The Ad Hoc Committee for Religious Liberty was announced Sept. 30 by Archbishop Timothy M. Dolan of New York, president of the U.S. Conference of Catholic Bishops. Bishop William E. Lori of Bridgeport, Conn., was named chairman of the new committee.

"There is a common and factually grounded perception that religious liberty is increasingly under assault at the state and federal level in the United States, whether through unfriendly legislation or through rules and regulations that impede or tend to impede the work of the Church," Bishop Lori told Catholic News Service Sept. 30, explaining the motivation for forming the committee.

"Hopefully, we will raise up the issue for the entire Catholic community in the United States," he said. "We will help educate about the issue and hopefully there will be good and effective action."

Bishop Lori has been a public defender of religious liberty over the last year. In October 2010 he issued "Let Freedom Ring: A Pastoral Letter on Religious Freedom," which carefully laid out an argument that some legislative efforts in the government seemed to be aimed solely at the Catholic Church.

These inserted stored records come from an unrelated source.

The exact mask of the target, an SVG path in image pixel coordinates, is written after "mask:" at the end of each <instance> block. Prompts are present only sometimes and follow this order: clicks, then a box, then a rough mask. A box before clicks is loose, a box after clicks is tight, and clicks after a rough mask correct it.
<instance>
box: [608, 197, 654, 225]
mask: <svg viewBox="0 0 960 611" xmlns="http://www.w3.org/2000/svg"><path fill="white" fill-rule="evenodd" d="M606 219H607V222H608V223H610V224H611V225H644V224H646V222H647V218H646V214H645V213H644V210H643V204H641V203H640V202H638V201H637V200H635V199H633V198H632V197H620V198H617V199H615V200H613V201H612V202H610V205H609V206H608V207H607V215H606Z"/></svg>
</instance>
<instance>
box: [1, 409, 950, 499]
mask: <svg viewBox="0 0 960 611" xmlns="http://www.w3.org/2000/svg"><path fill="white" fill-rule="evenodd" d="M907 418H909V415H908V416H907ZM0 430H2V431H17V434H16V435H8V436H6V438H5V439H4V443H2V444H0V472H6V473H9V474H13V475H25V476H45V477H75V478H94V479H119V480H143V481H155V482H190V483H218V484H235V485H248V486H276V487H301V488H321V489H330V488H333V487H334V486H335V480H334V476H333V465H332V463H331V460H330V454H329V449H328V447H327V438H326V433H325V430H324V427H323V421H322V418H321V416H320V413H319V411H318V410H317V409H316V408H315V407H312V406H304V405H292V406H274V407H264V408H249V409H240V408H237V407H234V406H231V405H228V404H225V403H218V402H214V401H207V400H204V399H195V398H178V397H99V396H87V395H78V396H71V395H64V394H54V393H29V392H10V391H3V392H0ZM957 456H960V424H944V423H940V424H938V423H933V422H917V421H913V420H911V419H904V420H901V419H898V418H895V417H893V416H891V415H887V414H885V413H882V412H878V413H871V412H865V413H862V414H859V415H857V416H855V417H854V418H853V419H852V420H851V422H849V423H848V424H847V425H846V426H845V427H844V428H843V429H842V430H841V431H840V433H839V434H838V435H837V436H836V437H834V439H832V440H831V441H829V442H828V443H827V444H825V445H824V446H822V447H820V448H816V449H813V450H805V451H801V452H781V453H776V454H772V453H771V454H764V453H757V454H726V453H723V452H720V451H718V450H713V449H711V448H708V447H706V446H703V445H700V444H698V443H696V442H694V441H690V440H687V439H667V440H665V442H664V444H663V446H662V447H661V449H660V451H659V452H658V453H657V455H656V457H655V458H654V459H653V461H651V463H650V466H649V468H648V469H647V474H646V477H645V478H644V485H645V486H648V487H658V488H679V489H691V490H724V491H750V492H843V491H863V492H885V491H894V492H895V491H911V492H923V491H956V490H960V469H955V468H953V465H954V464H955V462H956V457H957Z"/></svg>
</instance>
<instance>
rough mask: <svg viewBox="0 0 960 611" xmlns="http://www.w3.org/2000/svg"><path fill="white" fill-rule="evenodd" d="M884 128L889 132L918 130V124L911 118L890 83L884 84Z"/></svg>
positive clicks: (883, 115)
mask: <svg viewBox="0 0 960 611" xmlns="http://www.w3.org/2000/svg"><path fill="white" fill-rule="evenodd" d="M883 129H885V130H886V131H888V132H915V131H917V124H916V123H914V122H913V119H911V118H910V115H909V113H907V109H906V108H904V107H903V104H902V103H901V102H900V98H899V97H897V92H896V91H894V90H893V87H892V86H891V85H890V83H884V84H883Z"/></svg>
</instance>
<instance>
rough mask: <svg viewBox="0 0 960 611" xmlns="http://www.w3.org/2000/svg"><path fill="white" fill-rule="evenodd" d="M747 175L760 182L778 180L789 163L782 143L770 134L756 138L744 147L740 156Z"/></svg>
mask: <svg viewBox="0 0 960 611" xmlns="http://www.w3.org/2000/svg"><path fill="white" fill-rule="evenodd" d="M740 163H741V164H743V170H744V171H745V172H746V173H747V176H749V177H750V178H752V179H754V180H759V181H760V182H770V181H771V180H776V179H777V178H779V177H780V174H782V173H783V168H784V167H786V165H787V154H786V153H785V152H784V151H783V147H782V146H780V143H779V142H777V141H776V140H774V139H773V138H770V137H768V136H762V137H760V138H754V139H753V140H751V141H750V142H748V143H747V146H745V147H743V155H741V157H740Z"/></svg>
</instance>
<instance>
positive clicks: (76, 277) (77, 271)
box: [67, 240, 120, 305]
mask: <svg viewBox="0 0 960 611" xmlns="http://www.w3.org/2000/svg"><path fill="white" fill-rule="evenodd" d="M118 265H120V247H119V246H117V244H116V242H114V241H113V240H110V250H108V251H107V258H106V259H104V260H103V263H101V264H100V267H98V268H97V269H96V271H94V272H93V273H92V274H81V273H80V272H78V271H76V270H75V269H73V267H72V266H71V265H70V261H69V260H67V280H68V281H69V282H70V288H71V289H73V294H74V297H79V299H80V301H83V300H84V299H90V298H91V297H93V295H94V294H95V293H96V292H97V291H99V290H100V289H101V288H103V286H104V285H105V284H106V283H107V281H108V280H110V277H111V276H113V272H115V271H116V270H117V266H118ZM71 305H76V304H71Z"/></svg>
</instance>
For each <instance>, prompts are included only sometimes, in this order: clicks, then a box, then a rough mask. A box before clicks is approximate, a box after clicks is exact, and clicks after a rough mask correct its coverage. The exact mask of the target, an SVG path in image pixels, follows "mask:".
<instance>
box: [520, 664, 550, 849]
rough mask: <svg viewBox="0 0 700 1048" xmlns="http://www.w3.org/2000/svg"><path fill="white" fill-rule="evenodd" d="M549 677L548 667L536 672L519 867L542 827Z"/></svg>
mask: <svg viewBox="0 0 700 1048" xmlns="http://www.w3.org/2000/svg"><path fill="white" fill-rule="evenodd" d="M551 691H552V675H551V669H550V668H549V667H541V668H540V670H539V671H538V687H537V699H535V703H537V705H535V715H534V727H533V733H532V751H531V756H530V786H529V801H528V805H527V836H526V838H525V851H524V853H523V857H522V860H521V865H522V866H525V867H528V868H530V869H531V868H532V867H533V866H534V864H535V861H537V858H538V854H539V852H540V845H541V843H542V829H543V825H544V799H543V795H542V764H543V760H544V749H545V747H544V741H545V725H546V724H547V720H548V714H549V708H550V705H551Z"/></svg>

He also addressed the topic at the National Catholic Prayer Breakfast in April.

Bishop Lori said the USCCB has discussed its concerns about restrictions on religious freedom repeatedly, most recently at its June meeting in suburban Seattle and again when the administrative committee met in Washington in mid-September.

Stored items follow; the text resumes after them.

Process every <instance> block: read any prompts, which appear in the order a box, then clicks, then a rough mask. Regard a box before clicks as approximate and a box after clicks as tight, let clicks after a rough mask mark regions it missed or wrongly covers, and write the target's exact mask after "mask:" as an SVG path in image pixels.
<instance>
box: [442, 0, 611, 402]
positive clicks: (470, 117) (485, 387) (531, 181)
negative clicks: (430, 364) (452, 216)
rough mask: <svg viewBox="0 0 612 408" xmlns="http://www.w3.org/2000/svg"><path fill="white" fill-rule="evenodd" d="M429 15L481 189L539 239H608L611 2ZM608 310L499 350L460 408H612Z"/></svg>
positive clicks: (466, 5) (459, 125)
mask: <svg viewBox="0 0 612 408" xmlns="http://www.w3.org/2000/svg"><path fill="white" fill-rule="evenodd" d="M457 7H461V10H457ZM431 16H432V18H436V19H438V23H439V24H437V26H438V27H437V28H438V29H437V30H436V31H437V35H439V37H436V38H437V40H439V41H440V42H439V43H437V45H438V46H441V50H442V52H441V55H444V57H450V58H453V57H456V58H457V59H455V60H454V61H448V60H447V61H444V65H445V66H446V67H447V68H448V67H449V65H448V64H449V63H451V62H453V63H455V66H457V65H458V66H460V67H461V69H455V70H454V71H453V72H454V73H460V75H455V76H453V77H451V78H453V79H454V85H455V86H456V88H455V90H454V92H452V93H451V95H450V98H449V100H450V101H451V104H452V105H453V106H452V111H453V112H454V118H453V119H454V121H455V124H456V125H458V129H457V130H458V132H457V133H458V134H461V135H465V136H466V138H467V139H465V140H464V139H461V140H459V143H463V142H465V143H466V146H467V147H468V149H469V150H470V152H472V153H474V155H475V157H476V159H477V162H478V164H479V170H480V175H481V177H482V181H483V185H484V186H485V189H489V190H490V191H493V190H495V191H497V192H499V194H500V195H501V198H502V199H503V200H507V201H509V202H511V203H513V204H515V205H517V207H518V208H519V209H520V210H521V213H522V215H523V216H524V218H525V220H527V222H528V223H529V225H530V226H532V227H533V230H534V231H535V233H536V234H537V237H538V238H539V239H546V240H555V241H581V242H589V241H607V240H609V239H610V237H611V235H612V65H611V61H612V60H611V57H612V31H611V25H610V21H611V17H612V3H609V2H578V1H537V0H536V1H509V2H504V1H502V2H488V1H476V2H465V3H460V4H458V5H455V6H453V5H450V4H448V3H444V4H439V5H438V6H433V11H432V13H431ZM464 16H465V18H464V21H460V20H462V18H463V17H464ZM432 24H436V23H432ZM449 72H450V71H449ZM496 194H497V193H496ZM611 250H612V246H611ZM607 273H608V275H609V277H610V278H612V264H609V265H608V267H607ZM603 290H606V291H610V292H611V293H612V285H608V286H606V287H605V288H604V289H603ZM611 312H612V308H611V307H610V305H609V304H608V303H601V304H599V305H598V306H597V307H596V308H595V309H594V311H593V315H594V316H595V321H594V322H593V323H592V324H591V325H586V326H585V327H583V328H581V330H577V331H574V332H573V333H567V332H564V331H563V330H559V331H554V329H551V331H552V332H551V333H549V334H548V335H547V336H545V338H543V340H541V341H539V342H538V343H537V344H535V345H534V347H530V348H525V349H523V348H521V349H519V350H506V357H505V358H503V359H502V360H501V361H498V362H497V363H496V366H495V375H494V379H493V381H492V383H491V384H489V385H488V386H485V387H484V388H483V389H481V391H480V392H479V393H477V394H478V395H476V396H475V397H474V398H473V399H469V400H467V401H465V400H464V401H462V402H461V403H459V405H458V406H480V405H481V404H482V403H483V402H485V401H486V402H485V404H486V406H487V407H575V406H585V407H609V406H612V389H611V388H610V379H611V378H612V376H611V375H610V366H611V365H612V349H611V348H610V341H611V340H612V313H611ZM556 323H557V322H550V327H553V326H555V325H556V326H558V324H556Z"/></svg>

In his announcement, Archbishop Dolan said that committee members will work with a variety of national organizations, ecumenical and interreligious partners, charities and scholars to "form a united and forceful front in defense of religious freedom in our nation."

"Never before have we faced this kind of challenge in our ability to engage in the public square as people of faith and as a service provider," the archbishop said in a statement. "If we do not act now, the consequence will be grave."

Archbishop Dolan cited a series of actions at various levels of government that pose dangers to the free exercise of religion. Specifically, he pointed to the narrow religious exemption in New York in regard to same-sex marriage, the Justice Department's recent argument that the support of traditional marriage as defined in the Defense of Marriage Act amounted to bigotry, and the requirement by the Department of Health and Human Services that the USCCB's Migration and Refugee Services provide the "full range of reproductive service" - including abortion and contraception - to trafficking victims in its cooperative agreements and government contracts.

He also repeated the U.S. bishops' concern about Health and Human Services regulations that would mandate the coverage of contraception and sterilization in all private health insurance plans while failing to protect insurers and individuals with religious or moral objections to the mandate.

"As shepherds of over 70 million U.S. citizens we share a common and compelling responsibility to proclaim the truth of religious freedom for all and so to protect our people from this assault which now appears to grow at an ever-accelerating pace in ways most us could never have imagined," Archbishop Dolan said.